As cut crystal surfaces are very rough. For any application whether it is electronic or optical, the crystal surface should be optically flat. When the surface roughness is about l/10, the surface is called optically flat (l is in the wavelength of the light for the particular application). To achieve an optically flat surface, the crystal needs to be polished in a special mounting device. There are few steps to polish the crystals. Crystals are first lapped in coarse carborundum (SiC) powder followed by lapping in fine carborundum powder. Next comes polishing in coarse alumina emulsion (3 micron), and gradually polished in fine (0.05 micron) alumina (Al2O3) emulsion. This procedure results a mirror finish optically flat surface.
All as-polished surfaces contain mechanically induced defects ("scratches") caused by the polishing particles. These defects affect the electronic properties of the device to be fabricated on this crystal. Prior to any device fabrication process, the polished surface is sometimes etched in order to remove the damaged/ defective layer produced during polishing process. Chemical etchant are commonly used for this purpose and different crystals have different etchants. Other than removing the damaged layer, etchants are also useful for revealing bulk defects present in the crystals.
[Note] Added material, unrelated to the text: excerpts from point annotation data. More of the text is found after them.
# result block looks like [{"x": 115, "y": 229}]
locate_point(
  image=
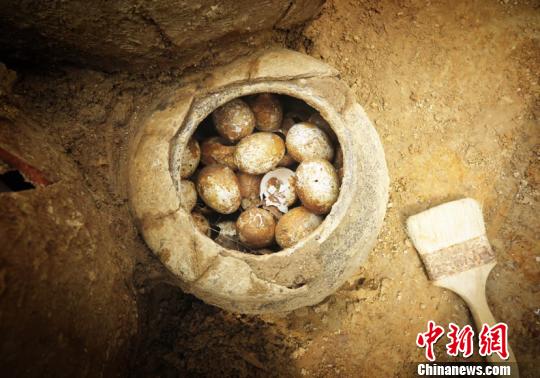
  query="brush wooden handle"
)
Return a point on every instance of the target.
[{"x": 471, "y": 286}]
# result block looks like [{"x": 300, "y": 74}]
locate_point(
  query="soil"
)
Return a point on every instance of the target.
[{"x": 453, "y": 91}]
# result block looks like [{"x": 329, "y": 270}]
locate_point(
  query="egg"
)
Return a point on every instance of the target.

Some etchants attack preferentially defect sites on the crystal, revealing dislocations and other atomic arrangement faults. Some etchants are also used for determining the orientation of the crystal surface. Thus etching is a very powerful technique for removing the damaged layer, determining defect density of the crystal and also the orientation of the crystal surface.
Sputtering is a cold evaporation technique which employs pure metals, alloys and compounds to deposit a layer of material onto a suitable substrate. We can use RF sputtering (instead of the more straight forward DC sputtering), because some of the materials are insulating materials.
Sputtering as a process to deposit thin films dates back to 1852 and has found limited use until 1928 when it was used for such applications as coating gold onto early phonograph cylinder masters.
Sputtering utilizes a gas plasma (argon, neon, krypton or xenon) to remove material from a negatively charged source called the target and to deposit it as a thin film coating onto asubstrate.
Magnets (magnetron) are placed under the target to constrain the secondary electrons from leaving the plasma volume before they have had a chance to ionize a gas atom. In this way the ionization rate in the plasma volume is increased. There are many process parameters which can influence the physical and chemical properties of the coating. For instance, the film composition depends on the target composition, the ionized gas pressure, the substrate temperature, and the energetic particle radiation (photons as well as other particles). For instance, in an RF discharge configuration, not only the electrons, but also positive ions, produced in the bulk plasma, are accelerated across the plasma and may arrive at the substrate with significant energies.